FBI investigating explosion outside NAACP office



COLORADO SPRINGS -- The FBI is investigating an explosion outside a local NAACP chapter in Colorado.

The makeshift bomb, or improvised explosive device, detonated late Tuesday morning but failed to ignite a gasoline can placed alongside it. No one was injured but the incident left some in Colorado Springs shaken.

"All of a sudden I heard this big boom," one witness told CNN affiliate KDVR. "There was smoke everywhere the building on the side was burnt."

The witness continued: "Whoever did it took off right away though. That's all I heard and it was scary."

The FBI has not said if the NAACP was specifically targeted. But some pointed out that the other tenant in the building, Mr. G's Hair Design Studios, likely was not.

"Who would want to bomb a beauty salon?" one member of the local NAACP chapter told CNN affiliate KCNC.

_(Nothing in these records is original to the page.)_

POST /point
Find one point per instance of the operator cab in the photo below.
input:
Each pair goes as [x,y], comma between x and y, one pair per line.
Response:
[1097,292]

Henry D. Allen Jr., the branch's president, also raised the specter of a targeted attack, telling KCNC, "Apparently, we're doing something correct. Apparently, we have gotten someone's attention that we are working toward civil rights for all. That is making some people uncomfortable."

The NAACP is the nation's oldest civil rights organization. The group's national office says it is looking forward to a "thorough investigation" into the explosion by national and local authorities.